Overall, when tested on 40 prompts, DeepSeek was found to have a similar energy efficiency to the Meta model, but DeepSeek tended to generate much longer responses and therefore was found to use 87% more energy.
That’s kind of a weird benchmark. Wouldn’t you want a more detailed reply? How is quality measured? I thought the biggest technical feats here were ability to run reasonably well in a constrained memory settings and lower cost to train (and less energy used there).
The benchmark feels just like the referenced Jevons Paradox to me: Efficiency gains are eclipsed with a rise in consumption to produce more/better products.
More detailed and accurate reply is preferred, but length isn’t a quantifier for that. If anything that’s the problem with most LLMs, they tend to ramble a bit more than they need to, and it’s hard (at least with just prompting) to rein that in to narrow the answer to just the answer.
Longer!=Detailed
Generally what they’re calling out is that DeepSeek currently rambles more. With LLMs the challenge is how to get the right answer most sussinctly because each extra word is a lot of time/money.
That being said, I suspect that really it’s all roughly the same. We’ve been seeing this back and forth with LLMs for a while and DeepSeek, while using a different approach, doesn’t really break the mold.

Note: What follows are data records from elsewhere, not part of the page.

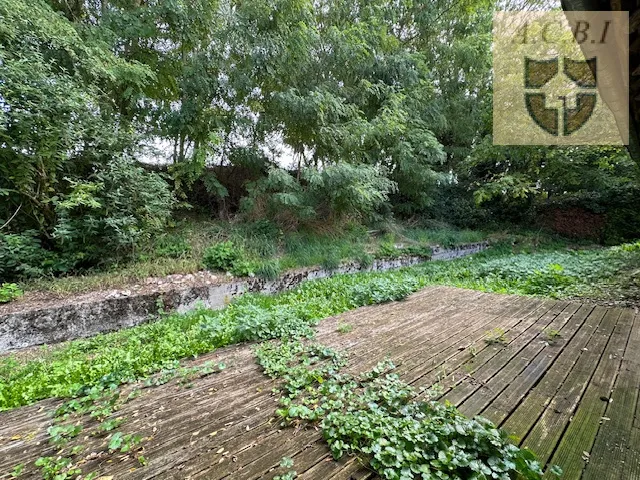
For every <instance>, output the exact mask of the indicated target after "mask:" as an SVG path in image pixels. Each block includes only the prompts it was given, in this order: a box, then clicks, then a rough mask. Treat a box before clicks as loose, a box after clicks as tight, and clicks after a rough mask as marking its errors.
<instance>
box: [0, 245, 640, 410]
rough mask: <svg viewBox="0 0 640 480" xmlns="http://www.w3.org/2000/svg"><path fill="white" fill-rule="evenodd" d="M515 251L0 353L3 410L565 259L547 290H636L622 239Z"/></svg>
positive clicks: (390, 275) (534, 285)
mask: <svg viewBox="0 0 640 480" xmlns="http://www.w3.org/2000/svg"><path fill="white" fill-rule="evenodd" d="M511 249H512V247H511V246H507V247H505V248H502V249H500V248H497V249H494V250H493V251H490V252H487V253H483V254H478V255H475V256H474V257H473V258H462V259H459V260H455V261H451V262H429V263H425V264H422V265H418V266H414V267H410V268H404V269H401V270H396V271H387V272H367V273H361V274H356V275H338V276H335V277H332V278H328V279H323V280H318V281H311V282H306V283H304V284H303V285H301V286H300V287H298V288H296V289H295V290H292V291H289V292H286V293H282V294H279V295H274V296H265V295H247V296H244V297H242V298H240V299H238V300H237V301H234V302H233V303H231V304H230V305H229V306H228V307H227V308H225V309H224V310H220V311H212V310H206V309H197V310H194V311H192V312H188V313H185V314H170V315H165V316H163V317H162V318H161V319H160V320H158V321H156V322H153V323H149V324H145V325H140V326H137V327H134V328H130V329H127V330H122V331H119V332H114V333H110V334H106V335H98V336H96V337H93V338H90V339H86V340H77V341H73V342H69V343H68V344H66V345H65V346H63V347H61V348H57V349H54V350H52V351H49V352H47V351H43V353H42V355H41V356H40V358H35V359H30V360H26V361H22V360H17V359H15V358H13V357H12V356H8V357H5V358H3V359H1V360H0V410H6V409H10V408H15V407H19V406H22V405H27V404H30V403H33V402H35V401H37V400H40V399H44V398H50V397H64V398H69V397H73V396H76V395H77V392H78V390H79V389H81V388H83V387H85V386H89V387H90V386H93V385H97V384H98V383H99V382H100V381H101V379H102V378H103V377H104V376H111V377H112V378H114V381H115V382H116V383H121V382H125V381H129V380H134V379H138V378H145V377H148V376H149V375H150V374H152V373H154V372H158V371H161V370H162V369H164V368H166V366H167V364H168V362H169V363H170V362H176V361H178V360H181V359H184V358H189V357H193V356H195V355H199V354H203V353H207V352H210V351H212V350H214V349H216V348H218V347H221V346H225V345H230V344H233V343H238V342H242V341H250V340H265V339H269V338H290V337H292V336H301V335H310V334H312V333H313V326H314V325H315V324H316V323H317V322H318V321H319V320H321V319H322V318H326V317H329V316H333V315H337V314H340V313H343V312H345V311H347V310H351V309H354V308H357V307H360V306H363V305H370V304H375V303H380V302H385V301H389V300H398V299H401V298H404V297H405V296H407V295H408V294H410V293H412V292H414V291H416V290H418V289H420V288H422V287H424V286H426V285H451V286H457V287H463V288H472V289H476V290H483V291H491V292H500V293H515V294H521V295H531V294H536V293H539V291H540V290H539V287H538V284H537V282H534V283H533V284H532V283H531V281H530V276H531V275H532V272H535V271H545V269H547V267H549V265H561V266H562V268H563V271H562V275H563V277H567V278H570V279H571V280H570V282H567V281H566V279H564V278H563V280H562V282H561V284H562V286H561V287H559V289H558V290H557V291H554V292H551V293H549V294H548V295H551V296H553V297H573V296H580V295H588V296H600V295H602V296H609V295H610V294H611V292H614V295H617V294H618V293H619V294H621V295H623V294H624V295H626V294H627V293H625V292H631V293H633V292H634V290H632V289H631V287H630V286H625V285H623V284H620V283H619V282H621V281H623V282H624V281H625V280H624V279H625V278H631V276H632V275H631V274H628V275H627V273H626V272H628V271H630V270H629V269H631V270H633V269H637V268H638V266H640V251H639V250H638V249H630V248H628V246H627V247H625V246H622V247H613V248H610V249H599V250H588V251H565V252H546V253H545V252H543V253H533V254H527V253H521V254H517V255H513V254H512V253H511ZM550 268H551V267H550ZM621 279H622V280H621ZM532 285H533V286H532ZM612 285H614V286H615V285H617V289H614V288H612ZM630 285H631V284H630ZM631 286H633V285H631ZM636 290H637V289H636ZM605 298H606V297H605Z"/></svg>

This is more about the “reasoning” aspect of the model where it outputs a bunch of “thinking” before the actual result. In a lot of cases it easily adds 2-3x onto the number of tokens needed to be generated. This isn’t really useful output. It the model getting into a state where it can better respond.
The FUD is hilarious. Even an llm would tell you the article compares apples and oranges… FFS.
You might think this is apples and oranges, but I think it’s just another dimension: whether it’s better to have quality and bountiful output, or if such gains are eclipsed by the far wider appeal and adoption of such technologies. Just like how the cotton gin’s massive efficiency and yield increase in turning harvested cotton into clothing filling skyrocketed the harvesting of cotton.
The original claims of energy efficiency came from mixing up the energy usage of their much smaller model with their big model I think.
A bit flawed. What if the same prompts are used but both models are required to keep their responses equally brief?
So the answer, as always, is ban useless, power-sucking, unreliable, copyright-infringing AI.
Why do I feel that this will never happen? That we will continue to use this horrible technology to the end of our days with people constantly making excuses for its existence? Ugh.
So the answer, as always, is ban useless, power-sucking, unreliable, copyright-infringing AI.
That’s naive. It’s way too late for any of that. If some country decided to ban AI, all the engineers will just move somewhere else.
Quit having residential rate payer subsidize this trash… they want to develop it, fine. Make them pay for it.
We don’t even get any economic benefits from these subsidies.